Según los nuevos lineamientos, la edición de escritorio de Ubuntu 26.04 LTS requerirá al menos un procesador de dos núcleos a 2 GHz, 6 GB de RAM y 25 GB de espacio en disco para su instalación. En comparación, Windows 11 mantiene oficialmente un mínimo de 4 GB de RAM y un procesador de 1 GHz, aunque también exige almacenamiento de 64 GB y un chip de seguridad TPM 2.0, requisitos que Ubuntu no contempla.
Canonical, la empresa detrás de la distribución, reconoce que los 4 GB que se venían recomendando ya no son suficientes para una experiencia fluida con las aplicaciones actuales y entornos de escritorio cada vez más complejos. Aun así, aclara que el nuevo listón de 6 GB no será una barrera estricta: el sistema podrá instalarse en equipos con menos memoria, pero el rendimiento se verá comprometido en tareas de multitarea o uso intensivo del navegador.

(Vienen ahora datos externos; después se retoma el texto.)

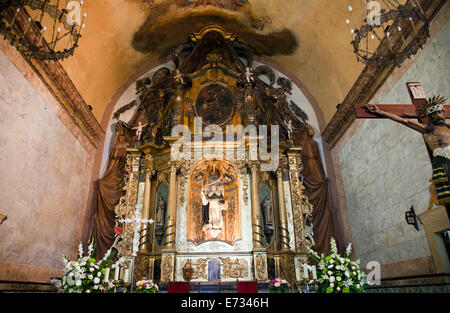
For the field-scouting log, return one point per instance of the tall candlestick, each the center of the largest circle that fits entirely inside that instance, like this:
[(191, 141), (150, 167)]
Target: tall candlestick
[(106, 275), (305, 270), (314, 272), (126, 274)]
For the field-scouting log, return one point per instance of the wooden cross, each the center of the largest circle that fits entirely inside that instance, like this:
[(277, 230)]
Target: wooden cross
[(407, 111), (417, 96)]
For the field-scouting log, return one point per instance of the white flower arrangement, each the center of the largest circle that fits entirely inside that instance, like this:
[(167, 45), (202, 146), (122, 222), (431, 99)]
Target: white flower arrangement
[(339, 274), (146, 286), (85, 275)]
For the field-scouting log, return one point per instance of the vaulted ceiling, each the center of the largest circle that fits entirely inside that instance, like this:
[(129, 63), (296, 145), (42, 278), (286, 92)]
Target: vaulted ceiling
[(322, 57)]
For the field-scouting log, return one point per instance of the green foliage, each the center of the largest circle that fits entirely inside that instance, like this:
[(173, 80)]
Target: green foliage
[(338, 274)]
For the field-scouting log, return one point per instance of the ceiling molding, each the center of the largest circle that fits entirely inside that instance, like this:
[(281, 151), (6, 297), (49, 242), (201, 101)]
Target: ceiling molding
[(58, 82), (368, 83)]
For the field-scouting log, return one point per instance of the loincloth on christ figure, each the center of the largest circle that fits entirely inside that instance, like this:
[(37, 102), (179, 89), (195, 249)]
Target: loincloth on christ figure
[(441, 174)]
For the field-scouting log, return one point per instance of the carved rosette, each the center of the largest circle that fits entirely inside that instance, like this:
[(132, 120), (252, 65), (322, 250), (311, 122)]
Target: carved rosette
[(127, 203), (199, 268), (167, 268), (162, 178), (237, 268), (183, 168), (141, 267), (261, 267), (287, 267), (301, 207), (242, 168)]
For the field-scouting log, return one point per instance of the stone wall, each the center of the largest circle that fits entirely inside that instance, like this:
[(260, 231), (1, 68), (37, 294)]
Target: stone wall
[(44, 182), (386, 169)]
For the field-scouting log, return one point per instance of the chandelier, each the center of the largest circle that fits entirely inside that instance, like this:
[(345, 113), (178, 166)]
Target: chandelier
[(389, 32), (42, 29)]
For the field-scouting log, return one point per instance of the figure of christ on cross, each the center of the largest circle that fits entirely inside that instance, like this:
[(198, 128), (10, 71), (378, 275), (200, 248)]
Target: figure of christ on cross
[(436, 133)]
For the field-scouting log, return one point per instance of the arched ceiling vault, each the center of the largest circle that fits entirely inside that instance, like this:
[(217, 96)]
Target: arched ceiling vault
[(307, 37)]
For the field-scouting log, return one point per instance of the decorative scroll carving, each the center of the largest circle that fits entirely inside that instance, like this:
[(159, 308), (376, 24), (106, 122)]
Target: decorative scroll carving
[(302, 209), (264, 177), (141, 267), (183, 168), (127, 204), (199, 268), (163, 178), (287, 267), (237, 268), (242, 168), (260, 267), (166, 268)]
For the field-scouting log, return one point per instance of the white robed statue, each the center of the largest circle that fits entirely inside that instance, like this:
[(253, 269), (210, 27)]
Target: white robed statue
[(214, 204)]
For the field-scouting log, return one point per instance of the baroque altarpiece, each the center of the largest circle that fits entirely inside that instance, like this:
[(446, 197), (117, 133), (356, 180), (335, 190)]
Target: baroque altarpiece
[(212, 218)]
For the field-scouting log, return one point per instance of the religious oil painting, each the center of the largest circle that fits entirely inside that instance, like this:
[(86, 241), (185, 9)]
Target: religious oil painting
[(214, 104), (213, 211)]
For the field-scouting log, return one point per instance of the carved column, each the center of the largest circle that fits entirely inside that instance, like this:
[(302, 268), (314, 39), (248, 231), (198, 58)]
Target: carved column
[(144, 234), (126, 209), (259, 251), (171, 207), (301, 208), (284, 234), (256, 220)]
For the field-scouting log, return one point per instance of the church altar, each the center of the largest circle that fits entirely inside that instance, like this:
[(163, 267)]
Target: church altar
[(199, 207)]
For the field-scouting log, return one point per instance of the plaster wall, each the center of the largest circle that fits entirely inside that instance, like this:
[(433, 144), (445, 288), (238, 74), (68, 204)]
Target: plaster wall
[(386, 169), (45, 178)]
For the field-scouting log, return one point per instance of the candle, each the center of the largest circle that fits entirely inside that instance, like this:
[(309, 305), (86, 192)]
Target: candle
[(314, 272), (106, 275), (305, 270), (125, 279)]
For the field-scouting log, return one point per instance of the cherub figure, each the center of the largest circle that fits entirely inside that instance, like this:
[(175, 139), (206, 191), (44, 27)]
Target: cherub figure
[(249, 75), (139, 128)]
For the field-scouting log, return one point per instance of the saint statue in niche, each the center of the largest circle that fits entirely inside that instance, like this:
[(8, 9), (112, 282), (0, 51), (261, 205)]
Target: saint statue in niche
[(212, 211), (214, 104), (214, 204), (160, 212)]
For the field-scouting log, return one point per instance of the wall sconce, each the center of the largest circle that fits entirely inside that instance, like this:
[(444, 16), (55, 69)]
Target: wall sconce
[(2, 218), (411, 218)]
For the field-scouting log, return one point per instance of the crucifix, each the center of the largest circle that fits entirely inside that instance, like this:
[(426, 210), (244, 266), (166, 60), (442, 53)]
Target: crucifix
[(428, 118)]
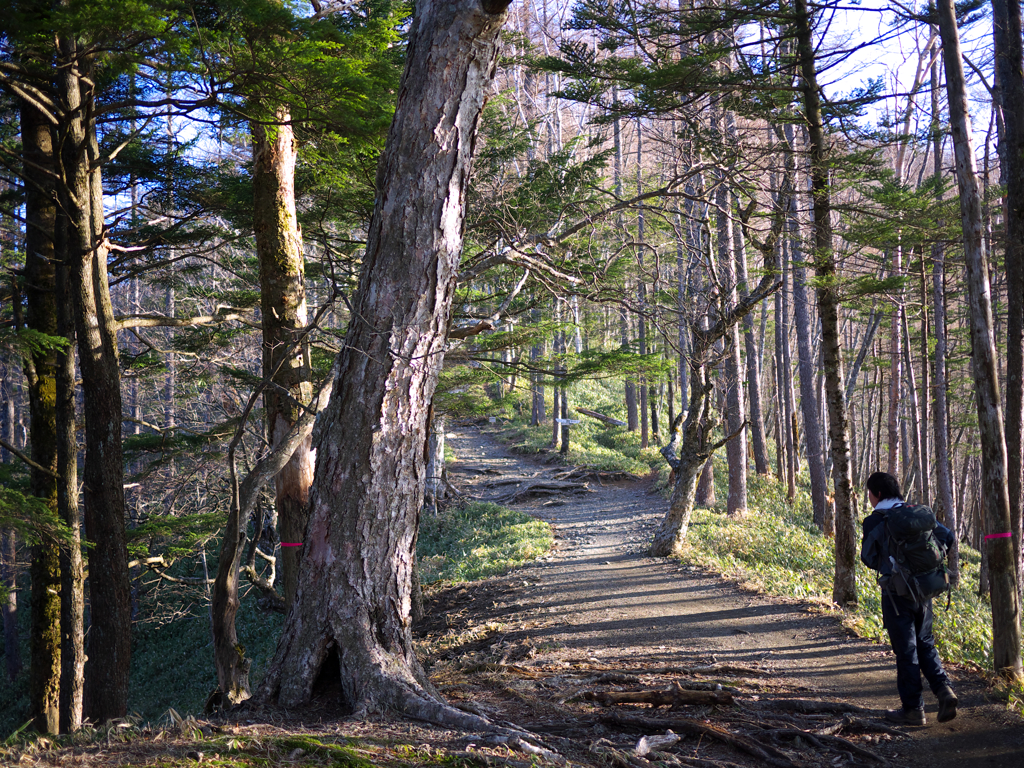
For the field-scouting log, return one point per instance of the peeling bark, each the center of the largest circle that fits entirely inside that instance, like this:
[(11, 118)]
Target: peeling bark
[(283, 297), (81, 201), (354, 592)]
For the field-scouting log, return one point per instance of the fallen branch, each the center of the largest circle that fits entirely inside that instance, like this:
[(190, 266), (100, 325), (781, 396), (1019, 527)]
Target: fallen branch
[(647, 744), (820, 739), (543, 487), (767, 754), (813, 707)]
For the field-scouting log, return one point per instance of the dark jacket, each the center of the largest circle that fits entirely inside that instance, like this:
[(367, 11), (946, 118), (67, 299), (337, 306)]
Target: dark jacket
[(875, 545)]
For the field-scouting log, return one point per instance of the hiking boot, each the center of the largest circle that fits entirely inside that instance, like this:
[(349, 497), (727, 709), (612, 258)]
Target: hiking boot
[(905, 717), (947, 705)]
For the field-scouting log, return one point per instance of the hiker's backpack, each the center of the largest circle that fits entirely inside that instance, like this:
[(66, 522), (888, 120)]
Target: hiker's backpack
[(916, 555)]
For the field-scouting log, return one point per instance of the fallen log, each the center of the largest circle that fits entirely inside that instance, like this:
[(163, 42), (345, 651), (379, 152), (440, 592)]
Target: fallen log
[(819, 740), (672, 697), (542, 487), (767, 754), (813, 707), (601, 418), (647, 744)]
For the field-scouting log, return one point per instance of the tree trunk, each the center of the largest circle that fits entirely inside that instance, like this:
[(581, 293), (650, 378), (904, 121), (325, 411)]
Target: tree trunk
[(11, 641), (1003, 559), (759, 439), (895, 377), (691, 440), (110, 632), (435, 487), (354, 593), (41, 372), (72, 565), (809, 406), (783, 376), (1010, 73), (845, 584), (283, 304), (536, 352)]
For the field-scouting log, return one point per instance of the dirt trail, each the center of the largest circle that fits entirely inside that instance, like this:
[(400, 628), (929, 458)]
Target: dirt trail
[(598, 599)]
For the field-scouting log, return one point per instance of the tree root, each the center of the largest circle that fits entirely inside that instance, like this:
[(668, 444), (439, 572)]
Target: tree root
[(767, 754), (674, 696)]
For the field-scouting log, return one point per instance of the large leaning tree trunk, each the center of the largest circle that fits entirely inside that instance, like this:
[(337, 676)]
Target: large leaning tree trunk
[(1001, 558), (81, 199), (354, 592), (282, 272), (1010, 66), (844, 581)]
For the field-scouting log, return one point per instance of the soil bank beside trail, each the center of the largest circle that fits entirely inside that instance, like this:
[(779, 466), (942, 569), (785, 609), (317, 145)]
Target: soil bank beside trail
[(600, 598)]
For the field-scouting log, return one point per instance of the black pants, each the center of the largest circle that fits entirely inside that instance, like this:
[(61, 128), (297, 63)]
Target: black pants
[(910, 635)]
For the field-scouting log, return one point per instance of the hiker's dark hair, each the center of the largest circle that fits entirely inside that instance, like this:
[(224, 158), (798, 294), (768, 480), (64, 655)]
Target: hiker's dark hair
[(884, 485)]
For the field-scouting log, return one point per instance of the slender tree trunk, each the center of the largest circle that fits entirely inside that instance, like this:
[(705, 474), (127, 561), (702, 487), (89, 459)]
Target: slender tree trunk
[(783, 375), (914, 427), (759, 438), (41, 373), (354, 592), (1010, 68), (536, 352), (845, 585), (690, 446), (809, 406), (283, 304), (11, 641), (110, 632), (735, 450), (72, 565), (926, 388), (1003, 559), (895, 375)]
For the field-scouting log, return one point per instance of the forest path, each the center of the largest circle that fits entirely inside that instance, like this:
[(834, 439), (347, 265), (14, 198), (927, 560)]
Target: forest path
[(598, 601)]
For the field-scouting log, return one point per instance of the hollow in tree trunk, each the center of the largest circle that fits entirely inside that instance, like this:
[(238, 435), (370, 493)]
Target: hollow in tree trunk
[(354, 591)]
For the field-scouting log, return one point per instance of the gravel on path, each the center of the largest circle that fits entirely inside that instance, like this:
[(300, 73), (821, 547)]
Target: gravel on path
[(598, 597)]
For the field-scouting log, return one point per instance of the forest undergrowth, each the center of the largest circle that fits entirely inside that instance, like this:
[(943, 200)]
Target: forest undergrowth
[(775, 548)]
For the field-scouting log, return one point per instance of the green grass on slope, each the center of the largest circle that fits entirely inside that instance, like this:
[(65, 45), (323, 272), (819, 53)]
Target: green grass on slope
[(463, 544), (777, 549), (172, 657)]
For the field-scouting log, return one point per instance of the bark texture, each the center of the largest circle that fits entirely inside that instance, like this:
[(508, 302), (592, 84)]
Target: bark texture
[(81, 199), (1001, 558), (41, 373), (690, 446), (844, 583), (1010, 72), (282, 270), (354, 592), (945, 505)]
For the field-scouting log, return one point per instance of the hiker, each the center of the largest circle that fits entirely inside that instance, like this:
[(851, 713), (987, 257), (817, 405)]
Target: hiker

PCWorld subraya que este cambio altera el relato tradicional de Ubuntu como refugio ideal para hardware muy limitado y sugiere que los usuarios con máquinas modestas quizá deban mirar hacia distribuciones más ligeras, como Fedora, Zorin OS o Nobara, que mantienen requisitos algo más contenidos. Al mismo tiempo, recuerda que en la práctica muchos especialistas ya recomendaban 8 GB como base razonable para cualquier sistema moderno, incluido Windows 11, si se pretende trabajar con varias aplicaciones a la vez sin trabas.
El salto en las especificaciones coincide con la preparación del lanzamiento de Ubuntu 26.04 LTS, previsto para finales de abril de 2026, y refleja una tendencia general del sector: incluso las plataformas que históricamente se posicionaron como alternativas “ligeras” están asumiendo que la informática de escritorio promedio demanda cada vez más recursos. Para los usuarios, esto implica revisar las capacidades reales de sus equipos y, en algunos casos, resignarse a que la actualización del sistema operativo vendrá acompañada de un inevitable upgrade de hardware.